Filosofía y teología
están unidas desde el principio, no son confundibles, pero tienen una raíz común,
y no deben ser pensadas para sustituirse mutuamente. Lo que en el fondo
significa es que la religión no es alienación, sino una auténtica dimensión de
la existencia humana, y de la condición de las cosas finitas religadas al ser
infinito. Y lo que hemos intentado es demostrar que la filosofía metafísica se
enriquece en contacto con la teología. Y ello por una razón muy sencilla, a
saber, porque permite entender la plenitud del ser y de la realidad como algo
que no está abocado a la muerte, el mal, la Nada, y la destrucción. A partir de
la diferencia entre lo finito y lo infinito, y del reconocimiento que el hombre
no sólo busca a Dios a través de la razón natural (único, Eterno, Infinito,
Bueno y Perfecto), sino también a través de la revelación (Uno y Trino,
Paternal, amoroso, compasivo), se puede comprender que el significado de la
realidad no se puede limitar a lo que se muestra en la ciencia y que lo sensato
es aspirar a la santidad, que no es el fin del pecado sino el correcto uso de
nuestras energías para cooperar y conocer a Dios.
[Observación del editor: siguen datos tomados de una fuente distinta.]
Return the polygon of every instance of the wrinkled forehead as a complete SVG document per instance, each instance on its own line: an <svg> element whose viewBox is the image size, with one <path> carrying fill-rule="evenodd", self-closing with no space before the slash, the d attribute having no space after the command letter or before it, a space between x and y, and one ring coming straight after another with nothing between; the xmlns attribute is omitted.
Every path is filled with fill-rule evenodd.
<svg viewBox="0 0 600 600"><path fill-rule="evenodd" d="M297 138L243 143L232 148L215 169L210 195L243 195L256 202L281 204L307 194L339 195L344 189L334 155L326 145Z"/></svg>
Así, finalmente se entiende
que sólo con Dios el ser y la realidad logran la plenitud.
El mal en el mundo
ve que se le acaba su hora, y actúa más desatado, agitado y furioso que nunca, como
un león herido de muerte, porque su derrota está próxima, ya está vencido.
Resistir este tiempo dificilísimo de la prueba, no durará mucho. Y para ello
hay que vivir con intensidad todos los medios de la santificación en los actos
sagrados, como signo interno y externo de la gracia espiritual. Dios Uno y
Trino no es una idea abstracta, sino un Ser Supremo, Padre compasivo, bueno,
puro y racional. Y con toda su corte celeste está a nuestro lado en esta hora
final. Con Dios en el corazón no hay temor alguno.
§ 8.
CONCLUSIÓN
·
El descubrimiento del ser es el descubrimiento de la realidad en la
doble manifestación del ser, a saber, infinita y finita. De ahí que no es dable
afirmar que el ser es la realidad, porque no lo es para el ser finito ni aún
después del pleroma, sino sólo en el ser infinito.
·
La realidad del ser finito, que se desdobla en manifestado e
inmanifestado, no son la realidad, sino tan sólo participación en la realidad
del ser infinito, es un tipo de ser de la realidad en devenir.
·
El ser infinito es la realidad absoluta, como fundamento de lo que es,
ser imparticipado y fuente del ser finito. Tiene un lado oculto e inmanifiesto
y un lado revelado o manifiesto.
·
La teología de la Creación muestra el amor efusivo de Dios, su
manifestación natural en el cosmos, y manifestación sobrenatural en la
Encarnación.
·
La teología de la Santificación acontece porque la omnipotencia de Dios
está presidida por su amor. Amor que invita a la solidaridad con la creación y,
en especial, con los más débiles y sufrientes.
·
En suma, el ser y la realidad no acontecen porque hay un ser infinito,
sino porque el ser infinito es puro, bueno, amoroso y paternal. Y por ello
tiene sentido ordenar el mundo con Dios y no sin Él.